Ces lancements feront de la Chine le deuxième pays, après les États-Unis, à récupérer un étage orbital de manière contrôlée. SpaceX y est parvenu en 2015 avec le Falcon 9 et Blue Origin vient de rejoindre le club avec l’atterrissage du New Glenn le 13 novembre. Les trois fusées chinoises pourraient y parvenir presque simultanément.
Mais l’essentiel ici n’est pas le timing, mais le prix. Alors que le lancement d’une Falcon 9 coûte environ 67 millions de dollars, le Tianlong-3 et le Zhuque-3 coûteront entre 26,5 et 63 millions, avec une marge de manœuvre pour baisser les prix lors du passage à la production en série. C’est la même dynamique qui a détrôné Tesla en Chine, où BYD a accaparé 27,8 % du marché en août 2025, contre un ridicule 5,1 % pour la société américaine.

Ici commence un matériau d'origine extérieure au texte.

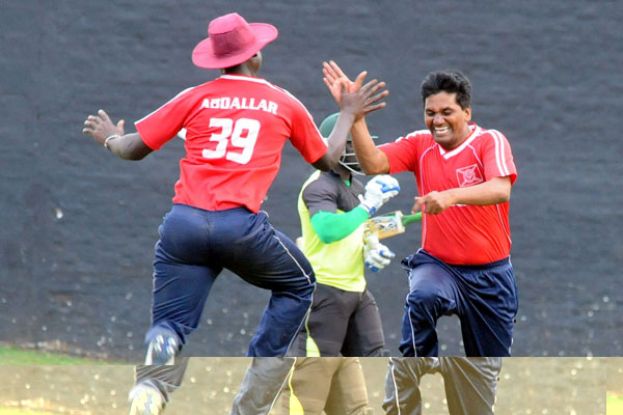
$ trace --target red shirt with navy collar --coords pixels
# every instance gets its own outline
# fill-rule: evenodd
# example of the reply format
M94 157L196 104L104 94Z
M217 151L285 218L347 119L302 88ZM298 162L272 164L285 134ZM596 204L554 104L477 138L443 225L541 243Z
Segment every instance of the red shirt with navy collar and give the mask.
M517 178L510 144L499 131L470 125L471 133L457 148L446 151L429 130L414 131L379 148L387 155L390 173L411 171L420 195L483 183L494 177ZM451 206L424 215L422 247L453 265L486 264L510 255L509 202L487 206Z
M135 125L152 150L185 131L173 202L205 210L259 211L287 140L308 163L327 152L299 100L248 76L222 75L186 89Z

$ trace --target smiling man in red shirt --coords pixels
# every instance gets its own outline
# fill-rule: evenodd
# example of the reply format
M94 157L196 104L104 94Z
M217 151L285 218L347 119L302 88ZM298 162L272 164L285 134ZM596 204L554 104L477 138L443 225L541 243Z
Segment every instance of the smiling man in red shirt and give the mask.
M339 103L335 84L348 78L334 62L324 74ZM501 132L471 122L471 84L462 73L432 72L421 93L426 130L379 147L365 117L351 130L367 174L415 175L412 210L424 213L422 248L403 260L410 292L400 350L436 356L437 320L456 314L467 356L508 356L518 306L510 262L509 200L517 178L510 144Z

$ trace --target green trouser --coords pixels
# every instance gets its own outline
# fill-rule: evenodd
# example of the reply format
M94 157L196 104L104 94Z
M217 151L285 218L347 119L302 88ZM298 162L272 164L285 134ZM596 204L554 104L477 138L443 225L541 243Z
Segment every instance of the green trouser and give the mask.
M500 357L392 357L383 409L388 415L420 415L420 380L441 373L450 415L493 414Z
M369 415L357 358L254 358L231 415Z

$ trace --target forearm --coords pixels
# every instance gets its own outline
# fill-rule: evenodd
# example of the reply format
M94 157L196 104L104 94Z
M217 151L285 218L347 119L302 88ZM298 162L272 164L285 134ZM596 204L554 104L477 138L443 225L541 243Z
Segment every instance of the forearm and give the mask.
M385 153L379 150L368 131L365 118L355 121L351 128L353 147L357 160L366 174L389 173L389 160Z
M337 117L333 131L329 136L329 149L327 154L332 162L337 165L338 160L344 153L346 147L346 138L350 131L350 127L355 121L355 115L346 111L340 111L340 115Z
M329 171L335 170L339 165L339 160L344 153L346 147L346 139L348 132L355 119L355 115L348 111L340 111L339 116L333 127L333 131L328 137L327 153L320 160L313 163L318 170Z
M111 136L106 142L111 153L124 160L142 160L151 153L138 133Z
M318 238L329 244L346 238L366 220L368 212L358 206L346 213L320 211L312 216L311 223Z
M508 202L511 184L508 177L495 177L476 186L459 187L446 190L452 205L494 205Z

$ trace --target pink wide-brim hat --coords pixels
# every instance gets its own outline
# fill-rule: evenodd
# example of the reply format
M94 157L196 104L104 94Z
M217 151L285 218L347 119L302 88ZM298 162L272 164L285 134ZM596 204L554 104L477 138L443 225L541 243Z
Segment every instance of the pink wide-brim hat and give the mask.
M278 34L275 26L247 23L238 13L217 17L208 25L208 37L195 46L193 63L206 69L239 65L277 39Z

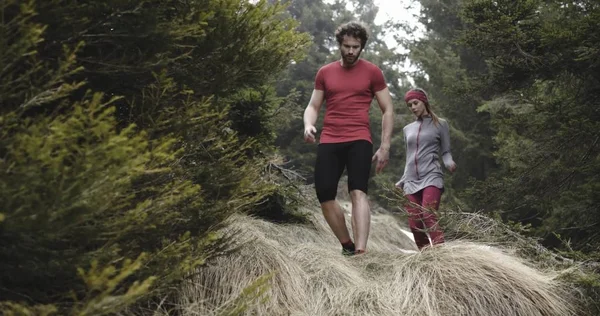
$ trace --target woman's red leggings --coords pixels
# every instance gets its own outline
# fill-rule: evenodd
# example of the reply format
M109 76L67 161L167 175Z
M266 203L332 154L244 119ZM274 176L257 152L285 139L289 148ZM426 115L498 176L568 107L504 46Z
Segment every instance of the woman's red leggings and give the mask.
M408 200L414 203L407 203L405 206L409 215L408 226L419 249L430 245L427 233L434 245L444 242L444 233L439 227L437 216L430 211L438 209L441 196L442 191L434 186L428 186L417 193L407 195Z

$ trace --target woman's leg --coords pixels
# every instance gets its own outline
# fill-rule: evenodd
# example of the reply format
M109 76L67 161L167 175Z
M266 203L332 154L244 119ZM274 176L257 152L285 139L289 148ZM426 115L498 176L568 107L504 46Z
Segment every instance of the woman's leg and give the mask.
M434 245L444 243L444 233L438 223L438 218L433 210L438 210L440 207L440 198L442 191L434 186L428 186L423 189L422 204L425 209L430 211L423 213L423 223L425 229L429 232L431 243Z
M421 190L414 194L408 194L406 197L412 202L406 203L404 206L408 212L408 227L410 227L410 231L413 233L417 247L421 249L429 245L429 238L425 232L425 226L423 225L422 220L423 210L420 208L423 200L423 191Z

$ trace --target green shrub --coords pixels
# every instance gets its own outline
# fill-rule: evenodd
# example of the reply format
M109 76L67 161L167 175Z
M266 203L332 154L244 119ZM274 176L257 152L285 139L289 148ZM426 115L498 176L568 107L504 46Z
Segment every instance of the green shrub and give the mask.
M216 232L230 215L282 194L265 177L268 153L248 155L268 138L238 137L229 104L215 106L212 96L250 76L262 86L302 37L277 17L279 6L218 4L2 2L4 314L102 315L168 296L229 250L235 232ZM212 78L186 73L236 55L224 42L202 46L224 22L255 36L239 38L244 45L281 45L261 46L257 63L228 65L232 86L207 89ZM190 58L193 47L228 53L205 61Z

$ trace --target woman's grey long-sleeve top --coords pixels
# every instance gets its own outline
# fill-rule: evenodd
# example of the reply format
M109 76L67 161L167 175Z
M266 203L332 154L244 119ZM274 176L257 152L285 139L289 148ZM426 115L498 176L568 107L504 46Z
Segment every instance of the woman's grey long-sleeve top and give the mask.
M403 129L406 144L404 175L396 186L405 194L414 194L427 186L443 190L444 173L439 155L446 168L454 164L450 153L450 131L448 122L439 119L435 124L431 116L423 116Z

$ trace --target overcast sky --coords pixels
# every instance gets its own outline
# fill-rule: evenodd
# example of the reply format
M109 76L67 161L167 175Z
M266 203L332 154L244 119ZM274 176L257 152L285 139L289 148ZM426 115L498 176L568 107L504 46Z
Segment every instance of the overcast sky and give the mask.
M379 12L375 18L376 24L382 24L383 22L392 19L396 22L408 22L409 25L418 27L418 31L413 36L419 37L422 34L423 27L418 21L419 11L421 6L418 1L415 0L375 0L375 4L379 7ZM401 36L406 34L400 30L398 33ZM399 53L405 53L403 47L398 47L398 43L394 40L393 34L388 34L385 41L390 48L395 48ZM414 66L410 65L410 61L407 60L401 70L415 70ZM412 80L409 79L411 82Z
M413 21L413 16L419 13L420 8L419 2L414 0L375 0L375 4L379 7L376 23L381 23L386 18Z
M375 4L379 7L379 13L375 23L382 24L383 22L392 19L397 22L406 22L412 26L420 26L417 16L419 15L420 5L415 0L375 0ZM422 27L419 27L422 29ZM417 32L417 36L421 33ZM405 35L405 34L402 34ZM389 47L396 46L396 42L389 35L386 39Z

La Chine a désormais deux cartouches en réserve pour égaler Musk et Bezos avec son New Glenn afin de rattraper les États-Unis avant la fin de l’année, mais personne ne doute qu’elle y parviendra début 2026. SpaceX a eu besoin de trois tentatives pour récupérer la première phase de la Falcon 9. C’est pourquoi, malgré l’échec de la Zhuque-3, SpaceX est confronté au même scénario que celui auquel a été confronté Tesla : une concurrence féroce avec des prix nettement inférieurs et une perte progressive de parts de marché. Space Pioneer a déjà déclaré que son objectif était de réaliser 30 missions par an une fois opérationnel, et le PDG de LandSpace a confirmé une capacité similaire. Le compte à rebours pour le lancement de la course spatiale ultime est sur le point de s’achever.